Stricter environmental norms and fossil fuel pollution call for cleaner fuels such as biodiesel. This vegetable oil- or animal fat-based diesel is biodegradable—up to four times faster than petroleum diesel—and nontoxic. However, the high production cost of biodiesel remains a major barrier to its wider applicability, and, depending on the biomass source, using it may cause pollution. Adding a blender such as a triacetin compound, can solve both of these issues, according to research. Unfortunately, triacetin is usually produced chemically, consuming a lot of chemicals, and resulting in waste and toxic residues.
“Triacetin is used as a plasticizer in cigarettes’ filter, so, naturally, cigarette butts are rich in it,” says Samy Yousef, a chief researcher at Kaunas University of Technology, Lithuania. Together with his colleagues from the Lithuanian Energy Institute (LEI), he conducted a series of experiments where they used pyrolysis to thermally decompose cigarette waste. The experiments were carried out in a 200 g reactor at different reaction temperatures (650, 700, and 750°C). The biggest quantity of triacetin (43%) was synthesized at 750°C.
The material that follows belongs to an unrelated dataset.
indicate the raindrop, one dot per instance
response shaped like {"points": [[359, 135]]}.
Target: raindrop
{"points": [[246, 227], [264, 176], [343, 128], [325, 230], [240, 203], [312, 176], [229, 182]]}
Cigarette butts’ collection systems, e.g., metal wastebaskets and ashtrays, are used widely to collect them separately from solid waste. As for the recycling strategy, the researchers propose using pyrolysis treatment at 750°C, which thermally converts cigarette butts into char, gas, and oil. Gaseous products can be used to generate electricity and to power the conversion plant, char can be used as absorbents, while oil can be added to biofuels at a rate of up to 25% since the allowable triacetin rate is 10%.